The Invisible Man - 4/5 Stars
When I first told people I was going to write a review of this week’s new release, 'The Invisible Man,' I was met, rather expectedly, with the jokes. Amongst them, one person beamed 'you should write 'I couldn’t see anyone there!’, laughing like he had pulled a joke out of the Billy Connolly catalogue. So firstly, I want to assure you I won’t be taking that route. So, if you are looking for a pun or two, you won’t be able to see any he... - dammit, let’s move on.
'The Invisible Man' is a continuation of Hollywood’s new found love for reboots, with the classic novel by HG Wells first brought to the big screen back in 1933, and this time we have Australian director Leigh Whannell taking the reins to give it a more modern touch.
Whanell, who is attached to previous horror/thriller block- busters such as Saw and Insidious as a writer, is well experienced in the genre, and from minute one, you know the film is in very good hands.
The film tells the story of Cecilia, played by Elisabeth Moss.
We are thrown straight into her unhappy world in an opening sequence that absolutely sets the tone for what is to come in terms of sheer tension.
Cecilia has drugged her boyfriend Adrian (Oliver Jackson Cohen) into a deep sleep in the early hours of the morning, and immediately sets about the process of getting the hell out of there.
Which wouldn't be too difficult in a normal house, but a normal house it is not.
She has to tread a gadget world obstacle course featuring security alarms, passwords and cameras in what I can only describe is a setting you would see in a Mission Impossible meets 24 type of film.
Because it turns out, her boyfriend is a genius millionaire scientist/control freak who has taken every precaution in an attempt to keep her in his clutches.
After narrowly making her escape thanks to her sister Emily, Cecilia finally has some sort of freedom, but matters soon take a very strange turn. Shortly afterwards she is delivered the news that Adrian has killed himself by his lawyer brother, and that he has also left $5 million of his vast fortune to her. So hey, it’s not all bad.
Except it is; it’s very bad.
Just when Cecilia believes her life is becoming a little bit rosier, events begin to spiral out of control in quite sinister ways. The oven suddenly goes on fire, her blanket is tossed around her bedroom, and she too ends up drugged. Adrian still very much has a pulse, and through his scientific and technical wizardy, he’s only gone and made himself invisible in a bid to make his ex’s life a living hell, with very tricks more brutal than the last.

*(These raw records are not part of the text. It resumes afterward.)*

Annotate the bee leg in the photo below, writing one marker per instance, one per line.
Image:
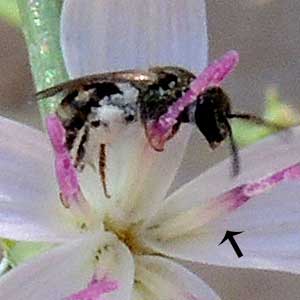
(80, 153)
(102, 169)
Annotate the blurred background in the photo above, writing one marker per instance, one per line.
(267, 35)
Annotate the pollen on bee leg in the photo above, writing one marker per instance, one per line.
(95, 290)
(66, 173)
(158, 133)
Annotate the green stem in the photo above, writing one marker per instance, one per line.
(41, 27)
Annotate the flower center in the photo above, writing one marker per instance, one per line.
(129, 235)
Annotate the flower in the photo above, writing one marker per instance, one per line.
(123, 247)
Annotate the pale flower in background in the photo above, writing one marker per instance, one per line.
(123, 247)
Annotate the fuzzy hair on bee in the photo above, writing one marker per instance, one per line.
(94, 109)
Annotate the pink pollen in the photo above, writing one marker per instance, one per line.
(159, 132)
(95, 290)
(65, 171)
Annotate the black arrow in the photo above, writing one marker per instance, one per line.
(229, 235)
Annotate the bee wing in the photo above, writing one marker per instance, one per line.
(133, 76)
(109, 35)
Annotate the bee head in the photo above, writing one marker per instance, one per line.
(210, 115)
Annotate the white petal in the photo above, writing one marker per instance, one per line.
(29, 204)
(270, 238)
(270, 224)
(161, 279)
(70, 268)
(139, 176)
(259, 160)
(110, 35)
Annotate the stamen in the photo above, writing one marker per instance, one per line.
(159, 132)
(65, 171)
(102, 169)
(95, 290)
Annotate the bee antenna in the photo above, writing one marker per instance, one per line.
(234, 152)
(256, 120)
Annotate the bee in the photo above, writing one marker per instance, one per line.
(95, 108)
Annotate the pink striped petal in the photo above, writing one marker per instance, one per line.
(29, 205)
(161, 279)
(269, 221)
(96, 264)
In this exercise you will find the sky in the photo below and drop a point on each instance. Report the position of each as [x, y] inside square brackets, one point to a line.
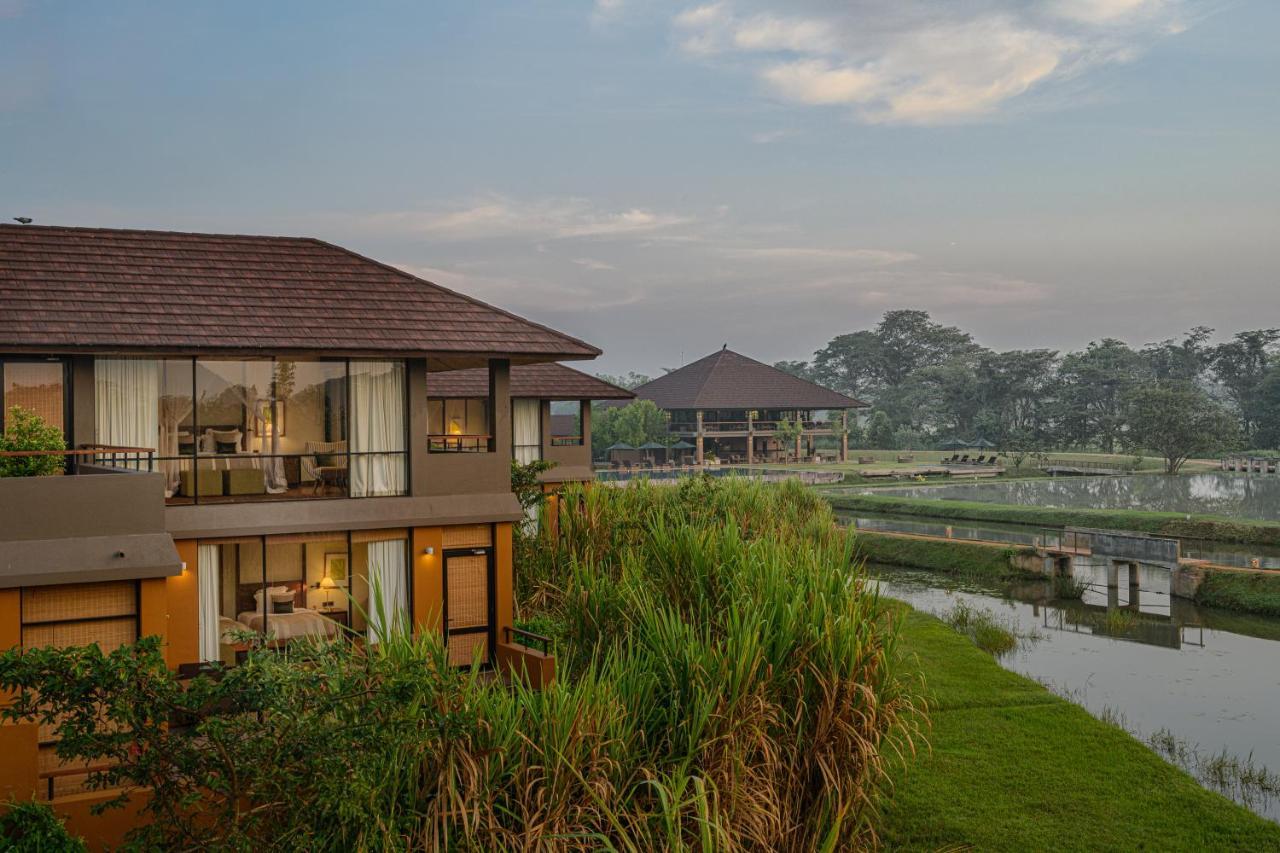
[664, 177]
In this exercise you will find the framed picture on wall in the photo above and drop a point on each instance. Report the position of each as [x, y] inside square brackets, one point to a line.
[336, 565]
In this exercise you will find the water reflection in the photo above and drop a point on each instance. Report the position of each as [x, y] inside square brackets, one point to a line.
[1223, 553]
[1161, 664]
[1214, 493]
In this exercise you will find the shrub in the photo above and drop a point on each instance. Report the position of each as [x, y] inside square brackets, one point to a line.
[727, 682]
[26, 430]
[35, 826]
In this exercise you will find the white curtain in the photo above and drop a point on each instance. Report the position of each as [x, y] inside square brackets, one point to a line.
[209, 573]
[388, 579]
[526, 424]
[127, 404]
[378, 427]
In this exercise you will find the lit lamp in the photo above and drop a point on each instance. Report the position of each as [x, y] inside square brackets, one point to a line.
[328, 585]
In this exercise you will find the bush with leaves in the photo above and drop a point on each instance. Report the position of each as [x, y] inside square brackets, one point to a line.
[27, 825]
[26, 430]
[730, 682]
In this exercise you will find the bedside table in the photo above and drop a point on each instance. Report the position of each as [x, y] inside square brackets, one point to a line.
[339, 616]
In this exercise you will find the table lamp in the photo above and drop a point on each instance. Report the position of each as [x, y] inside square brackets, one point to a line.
[328, 585]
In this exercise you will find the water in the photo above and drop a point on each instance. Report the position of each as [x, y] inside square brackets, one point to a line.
[1159, 664]
[1238, 496]
[1223, 553]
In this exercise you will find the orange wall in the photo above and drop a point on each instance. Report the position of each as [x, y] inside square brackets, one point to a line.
[182, 598]
[428, 582]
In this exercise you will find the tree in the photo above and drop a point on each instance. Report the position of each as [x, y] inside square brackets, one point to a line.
[1095, 387]
[26, 430]
[1239, 365]
[1178, 420]
[638, 423]
[630, 381]
[880, 430]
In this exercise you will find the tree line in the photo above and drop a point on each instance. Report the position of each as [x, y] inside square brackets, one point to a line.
[928, 382]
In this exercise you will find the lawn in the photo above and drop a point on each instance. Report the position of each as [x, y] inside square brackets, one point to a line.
[1014, 767]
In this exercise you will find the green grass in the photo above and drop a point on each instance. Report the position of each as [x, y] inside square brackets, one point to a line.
[951, 557]
[1239, 591]
[1013, 767]
[1171, 524]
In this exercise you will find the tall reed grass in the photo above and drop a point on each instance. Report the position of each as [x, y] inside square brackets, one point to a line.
[728, 683]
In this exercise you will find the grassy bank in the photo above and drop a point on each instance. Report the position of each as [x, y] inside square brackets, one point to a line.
[1169, 524]
[1242, 592]
[951, 557]
[1013, 767]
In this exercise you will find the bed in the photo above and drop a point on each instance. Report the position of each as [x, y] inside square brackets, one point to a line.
[282, 628]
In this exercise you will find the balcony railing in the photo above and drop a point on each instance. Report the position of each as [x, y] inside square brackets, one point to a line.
[135, 459]
[711, 427]
[453, 443]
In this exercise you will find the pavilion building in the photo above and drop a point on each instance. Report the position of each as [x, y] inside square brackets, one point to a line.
[741, 410]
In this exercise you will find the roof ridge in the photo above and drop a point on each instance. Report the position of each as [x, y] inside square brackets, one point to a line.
[461, 296]
[152, 232]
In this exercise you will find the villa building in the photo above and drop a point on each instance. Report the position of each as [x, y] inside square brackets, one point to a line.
[741, 410]
[259, 428]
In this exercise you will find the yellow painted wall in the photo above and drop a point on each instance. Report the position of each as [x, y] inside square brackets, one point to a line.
[428, 582]
[182, 603]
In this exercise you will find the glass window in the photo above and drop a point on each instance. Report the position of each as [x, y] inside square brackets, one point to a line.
[458, 424]
[566, 423]
[526, 430]
[37, 387]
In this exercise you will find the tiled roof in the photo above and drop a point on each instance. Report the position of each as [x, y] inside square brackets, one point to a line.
[726, 379]
[100, 288]
[543, 381]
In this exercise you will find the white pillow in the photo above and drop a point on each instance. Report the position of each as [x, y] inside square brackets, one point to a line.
[272, 592]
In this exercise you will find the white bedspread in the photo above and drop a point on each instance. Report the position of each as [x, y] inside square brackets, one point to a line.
[300, 623]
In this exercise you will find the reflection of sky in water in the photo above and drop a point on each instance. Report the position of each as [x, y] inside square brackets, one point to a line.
[1214, 493]
[1223, 553]
[1211, 687]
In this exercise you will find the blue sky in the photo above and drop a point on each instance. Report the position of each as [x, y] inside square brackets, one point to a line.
[666, 177]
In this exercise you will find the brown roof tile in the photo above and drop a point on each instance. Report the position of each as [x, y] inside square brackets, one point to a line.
[542, 381]
[113, 288]
[726, 379]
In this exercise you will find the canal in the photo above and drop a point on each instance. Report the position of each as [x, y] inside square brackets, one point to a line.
[1202, 684]
[1238, 496]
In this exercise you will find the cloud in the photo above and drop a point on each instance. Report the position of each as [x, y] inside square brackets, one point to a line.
[590, 263]
[557, 218]
[807, 255]
[915, 62]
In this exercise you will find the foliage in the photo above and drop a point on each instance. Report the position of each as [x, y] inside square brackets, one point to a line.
[1242, 592]
[33, 826]
[880, 430]
[1178, 420]
[935, 379]
[638, 423]
[951, 557]
[26, 430]
[727, 682]
[525, 484]
[630, 381]
[1168, 524]
[1002, 747]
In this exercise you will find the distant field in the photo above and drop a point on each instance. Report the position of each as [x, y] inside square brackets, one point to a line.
[887, 460]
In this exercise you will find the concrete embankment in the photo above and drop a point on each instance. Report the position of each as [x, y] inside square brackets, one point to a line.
[1162, 524]
[1247, 591]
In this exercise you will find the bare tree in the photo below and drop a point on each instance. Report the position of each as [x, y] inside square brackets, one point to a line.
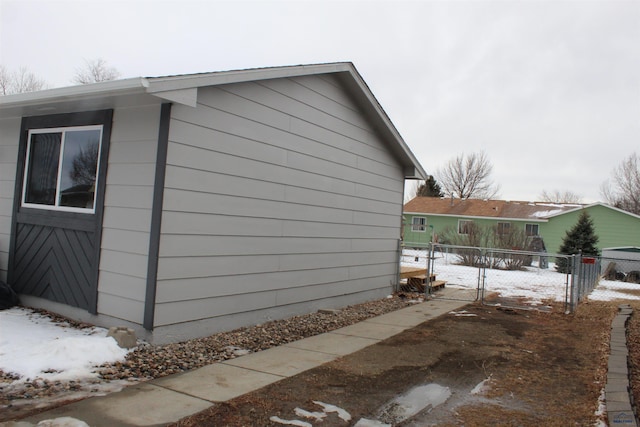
[557, 196]
[468, 177]
[19, 81]
[428, 188]
[94, 71]
[623, 190]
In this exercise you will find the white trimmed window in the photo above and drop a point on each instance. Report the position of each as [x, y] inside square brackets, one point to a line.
[464, 226]
[61, 168]
[418, 223]
[531, 229]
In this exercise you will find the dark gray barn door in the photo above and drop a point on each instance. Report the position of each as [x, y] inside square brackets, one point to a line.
[56, 229]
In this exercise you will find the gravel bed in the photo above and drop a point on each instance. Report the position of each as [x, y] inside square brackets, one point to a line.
[147, 362]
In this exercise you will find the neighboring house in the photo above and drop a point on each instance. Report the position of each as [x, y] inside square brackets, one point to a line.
[186, 205]
[426, 218]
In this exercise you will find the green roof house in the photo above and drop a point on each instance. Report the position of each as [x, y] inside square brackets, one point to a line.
[425, 218]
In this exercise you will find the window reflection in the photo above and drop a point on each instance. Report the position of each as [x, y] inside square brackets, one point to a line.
[79, 166]
[67, 182]
[43, 168]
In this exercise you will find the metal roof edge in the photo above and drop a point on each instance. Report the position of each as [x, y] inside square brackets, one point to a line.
[604, 205]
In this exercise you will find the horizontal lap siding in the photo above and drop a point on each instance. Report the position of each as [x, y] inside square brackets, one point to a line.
[9, 141]
[277, 193]
[127, 213]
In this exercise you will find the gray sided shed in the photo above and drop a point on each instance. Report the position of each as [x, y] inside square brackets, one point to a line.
[222, 200]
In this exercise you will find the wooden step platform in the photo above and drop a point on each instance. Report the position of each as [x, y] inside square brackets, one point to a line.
[419, 283]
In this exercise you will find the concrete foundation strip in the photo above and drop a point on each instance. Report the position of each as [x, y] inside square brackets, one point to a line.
[618, 395]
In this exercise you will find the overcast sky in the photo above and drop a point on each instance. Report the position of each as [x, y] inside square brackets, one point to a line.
[549, 90]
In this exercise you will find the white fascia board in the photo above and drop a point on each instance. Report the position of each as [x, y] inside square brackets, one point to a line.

A new tinder account and going back on the market would have been less hassle, but, what do I know?
Now on paper, it all sounds a bit over the top, and in the hands of a lesser film maker I may have headed for the exit early.
But this film delivers, for two reasons.
Firstly, Whanell’s direction is flawless. He burrows into the quite effective horror trope of less is more, not resorting at all to endless jump scares that we see too often nowadays.
His camera work excels in making the viewer completely uneasy throughout. There is one sequence where the camera is simply moving slowly from left to right while Cecila wanders the house alone during the night. Whanell plays with the audience superbly. He knows he has us in the palm of his hand. Where is Adrian? What will he do next?
Now in a role that requires the lead to portray terror, paranoia, rejection and abuse, Elisabeth Moss is outstanding.
This is a film with very strong themes; in some quarters it has been called the first big film of the #metoo movement in its representation of domestic abuse, and there is certainly symbols of that at different stages, with Moss carrying the flame in fine fashion as she attempts to defeat her own predator.
She is utterly convincing in her despair as her world begins to fall apart from all angles, including one horrifying turn of events that will have your jaw almost touching the floor - you have been warned. She shows all her acting props that were also on display in the hugely popular Handmaid's Tale series.
So, if you’re a weirdo like myself and enjoy being disturbed and uncomfortable for two hours or so, then ‘The Invisible Man’ will be money well spent.
Hey, we might even get a sequel, although, given the film's climax, ‘I canny see that’ happening.
I’ll stop now.
The Invisible Man is now showing at Brunswick Moviebowl.